Indeed we were, and very fortunately there was pretty minimal plant damage – the trunk having bisected two developing Acers, and coming to rest across our boundary bank and hedge. But sadly not having contemplated this direction of fall as being likely, I hadn’t taken the precautionary step of moving a couple of chairs out of harm’s way. Whilst the flattened one could no doubt be bent back into a normal shape, I feel that it should be left as a reminder that in future, if in doubt, I should get a professional to get the tree on the ground, or in any event, that it’s extremely important that you open your gob in the right place. For those of you unfamiliar with logging jargon, a gob is the small segment taken as an initial cut from the tree trunk on the side you wish it to fall towards. In this case the gob was not quite wide enough, and my saw blade about 1 cm too short to completely sever the trunk when the back cut reached the gob, and this marginal error was at least partly responsible for my nearly disastrous mistake!
40, 30, 12, 12 and 2 is a number sequence which came into my mind this week.
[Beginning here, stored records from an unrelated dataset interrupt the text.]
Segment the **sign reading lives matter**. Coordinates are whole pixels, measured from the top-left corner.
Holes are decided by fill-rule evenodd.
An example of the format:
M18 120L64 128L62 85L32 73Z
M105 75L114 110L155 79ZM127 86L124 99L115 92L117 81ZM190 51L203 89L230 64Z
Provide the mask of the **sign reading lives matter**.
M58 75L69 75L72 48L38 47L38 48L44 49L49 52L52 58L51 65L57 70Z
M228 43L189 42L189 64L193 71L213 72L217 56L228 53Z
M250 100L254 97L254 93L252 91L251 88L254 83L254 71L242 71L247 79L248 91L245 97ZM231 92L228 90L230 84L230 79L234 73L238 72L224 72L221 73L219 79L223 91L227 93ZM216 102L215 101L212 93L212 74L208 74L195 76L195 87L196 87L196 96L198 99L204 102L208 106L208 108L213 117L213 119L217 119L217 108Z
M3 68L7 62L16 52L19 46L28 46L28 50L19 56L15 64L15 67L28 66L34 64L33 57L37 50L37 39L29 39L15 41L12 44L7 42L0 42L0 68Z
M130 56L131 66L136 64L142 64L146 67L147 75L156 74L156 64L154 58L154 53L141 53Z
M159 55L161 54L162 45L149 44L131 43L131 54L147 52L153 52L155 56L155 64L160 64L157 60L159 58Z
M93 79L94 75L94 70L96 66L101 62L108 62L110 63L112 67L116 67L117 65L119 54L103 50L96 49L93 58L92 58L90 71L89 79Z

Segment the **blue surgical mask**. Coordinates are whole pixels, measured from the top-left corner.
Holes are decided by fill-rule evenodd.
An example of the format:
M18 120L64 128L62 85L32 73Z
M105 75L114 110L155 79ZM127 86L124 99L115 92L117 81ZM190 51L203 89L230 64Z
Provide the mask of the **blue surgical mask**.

The 40 part was the apparent age of these felled trees, judged by ring counting once they were on the ground. Since they were about 60 feet tall this would equate to about 18 inches of annual growth which many types of trees manage with ease in our damp climate. It also ties in with an aerial photo we were once shown by an itinerant salesman who reckoned that he’d inherited a stash of such photos which his father had taken of farms in the area just over 40 years before. The photo showed a vegetable garden where the mature larch copse is now. As the branches were tidied up over the following 3 days, and then quickly incinerated in a resin fuelled inferno, I did reflect on the biomass produced by simply ‘being there’ through thick and thin over this period.
The larger branches and trunks will provide valuable fuel and kindling for quite some time when dried, and the enormous pile of brush was reduced to two whitewash tubs worth of wood ash, which will return to the garden in a simple but effective recycling or rebirth. We currently import very little external nutrient for any of the garden (apart from some dried seaweed) using just leaf mould, rotted wood shavings and wood ash from the wood burning stoves and such bonfires to keep things growing vigorously.
Ten years after the trees must have begun their reach for the sky, I qualified as a veterinary surgeon, and this last weekend we trekked back to Cambridge for a re-union and tour of the now considerably expanded and modernised Vet School. One of the reasons the event had been planned was that a couple of my contemporaries had recently learned of the sad death of one of the year of about 60. This gave them a sense of urgency about the gathering and it was indeed interesting to see what my contemporaries had got up to in the intervening years. As I suspected, surprisingly few were still working in general veterinary practice, with many in academia, research, overseas or retired and pursuing other interests. We continued on from here to visit for the first time my brother’s house on the Suffolk coast and were then amazed to discover today after a phone call with our county N.G.S. organizer, that she knew the exact farmhouse involved and had visited it many times over the years – what a small world!
The final 12, 12 and 2 in the number sequence were the numbers of Small Tortoiseshell, Red Admiral and Comma butterflies that I counted last week in 5 minutes walking round the plantings of Sedum spectabile which we have in various areas of the garden.